According to local media, John Bolton, a former adviser to the US National Security Council, warned in an interview with Voice of America that the area and the rest of the globe are in grave danger due to the rapid rise of ISIS and the Al-Qaeda network in Afghanistan. According to Khaama Press, Bolton stated during the VOA interview that the increasing number of foreign terrorists entering Afghanistan should worry everyone in the world and added that ISIS and al-Qaeda terrorist groups are reorganising there.

The former diplomat also criticised the Taliban for its connections to global terrorist organisations.
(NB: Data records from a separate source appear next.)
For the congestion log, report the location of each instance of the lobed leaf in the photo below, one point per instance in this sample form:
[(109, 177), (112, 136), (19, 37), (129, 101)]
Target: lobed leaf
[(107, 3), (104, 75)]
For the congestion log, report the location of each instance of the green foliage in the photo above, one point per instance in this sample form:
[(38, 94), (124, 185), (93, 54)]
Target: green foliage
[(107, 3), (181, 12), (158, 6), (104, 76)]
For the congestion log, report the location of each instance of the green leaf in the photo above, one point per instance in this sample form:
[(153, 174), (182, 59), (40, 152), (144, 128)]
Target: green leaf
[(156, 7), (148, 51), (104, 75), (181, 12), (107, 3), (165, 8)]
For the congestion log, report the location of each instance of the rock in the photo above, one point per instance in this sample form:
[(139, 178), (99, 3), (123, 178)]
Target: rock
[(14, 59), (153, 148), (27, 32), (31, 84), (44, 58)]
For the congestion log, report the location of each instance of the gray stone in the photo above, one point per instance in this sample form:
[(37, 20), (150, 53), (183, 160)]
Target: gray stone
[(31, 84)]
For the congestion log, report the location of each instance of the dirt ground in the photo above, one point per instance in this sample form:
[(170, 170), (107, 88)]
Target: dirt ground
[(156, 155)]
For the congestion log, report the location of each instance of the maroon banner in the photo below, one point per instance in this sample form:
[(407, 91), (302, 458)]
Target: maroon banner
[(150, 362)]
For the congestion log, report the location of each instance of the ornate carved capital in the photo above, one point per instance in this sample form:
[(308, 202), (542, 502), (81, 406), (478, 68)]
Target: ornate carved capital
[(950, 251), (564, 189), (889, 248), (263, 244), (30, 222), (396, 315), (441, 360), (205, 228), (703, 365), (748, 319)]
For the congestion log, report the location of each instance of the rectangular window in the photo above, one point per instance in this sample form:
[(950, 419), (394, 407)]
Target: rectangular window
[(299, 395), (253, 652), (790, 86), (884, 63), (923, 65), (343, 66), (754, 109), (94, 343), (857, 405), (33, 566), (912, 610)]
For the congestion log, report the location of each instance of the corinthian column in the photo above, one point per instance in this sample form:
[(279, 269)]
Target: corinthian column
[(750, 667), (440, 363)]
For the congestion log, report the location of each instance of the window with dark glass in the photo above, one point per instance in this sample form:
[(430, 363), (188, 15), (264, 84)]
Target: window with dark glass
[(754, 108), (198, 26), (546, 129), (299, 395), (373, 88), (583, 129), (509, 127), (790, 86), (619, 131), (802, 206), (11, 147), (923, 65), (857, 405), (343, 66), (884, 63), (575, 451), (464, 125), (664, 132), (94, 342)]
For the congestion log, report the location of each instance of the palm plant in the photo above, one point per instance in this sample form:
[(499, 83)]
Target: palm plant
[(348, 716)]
He emphasised how the Taliban has disregarded the requirements of the Doha Agreement to combat terrorism ever since seizing control of Kabul in August of last year. ‘ Once again, the Taliban have shown that their statements aren’t worth the paper they’re printed on. Not just in Afghanistan, but throughout the world, they have posed a threat ‘, Bolton stated in the interview with VOA.

In light of the US drone operation that killed al-Qaeda leader Ayman al-Zawahiri, the former top official said that the Taliban had failed to uphold its obligations under the Doha Agreement, particularly given Zawahiri’s continued presence in Afghanistan, according to Khaama Press. The Islamic State-Khorasan (ISIS-K) has been able to extend its territory to almost all of Afghanistan’s provinces in the months since the Taliban assumed power at the federal level. According to the Washington Post, the U.N. mission in Afghanistan made this statement in November.

ISIS-K has also accelerated the pace of its attacks, carrying out ambushes, killings, and suicide bombers. In 2015, ISIS-K first set up shop in Afghanistan. Hafiz Saeed Khan, a citizen of Pakistan, who had sworn allegiance to the Islamic State’s commander at the time, Abu Bakr al-Baghdadi, in 2014, launched it. It attracted some recruits from the Taliban and other extremist organisations, but its original membership was primarily made up of Pakistani terrorists and was centred primarily in the eastern Afghan province of Nangahar.

An extreme Sunni Muslim movement known as Salafism is practised by the Islamic State. ISIS-K has frequently attacked the Hazara minority group of Shiites in Afghanistan. Sanaullah Ghafari, also known as Shahab al-Muhajir, is the leader of ISIS-K and is thought to be in eastern Afghanistan, according to the UN.
Al-Qaeda, an adversary of the Islamic State, and the Taliban have always had strong links. Although Taliban leaders agreed to prevent Afghanistan from serving as a safe haven for terrorist organisations in a 2020 agreement with the US, The Washington Post reported that the death of Al-Qaeda leader Ayman al-Zawahiri in a US drone strike in Kabul last month seemed to indicate ongoing ties between the groups.

The United Nations assessed that ISIS-K had between 1,500 and 2,200 fighters in Konar and Nangahar provinces before the Taliban took control, in addition to smaller cells in other regions of the nation. Leaders of the Islamic State criticised the Taliban’s win last year, believing it to be insufficiently severe. According to the UN monitoring team, ISIS-K received new funding of USD 5,00,000 from the core Islamic State group around the end of last year. In the fall, a Taliban intelligence official admitted that several Islamic State captives were freed as a result of his group’s struggle to topple the US-backed Afghan government.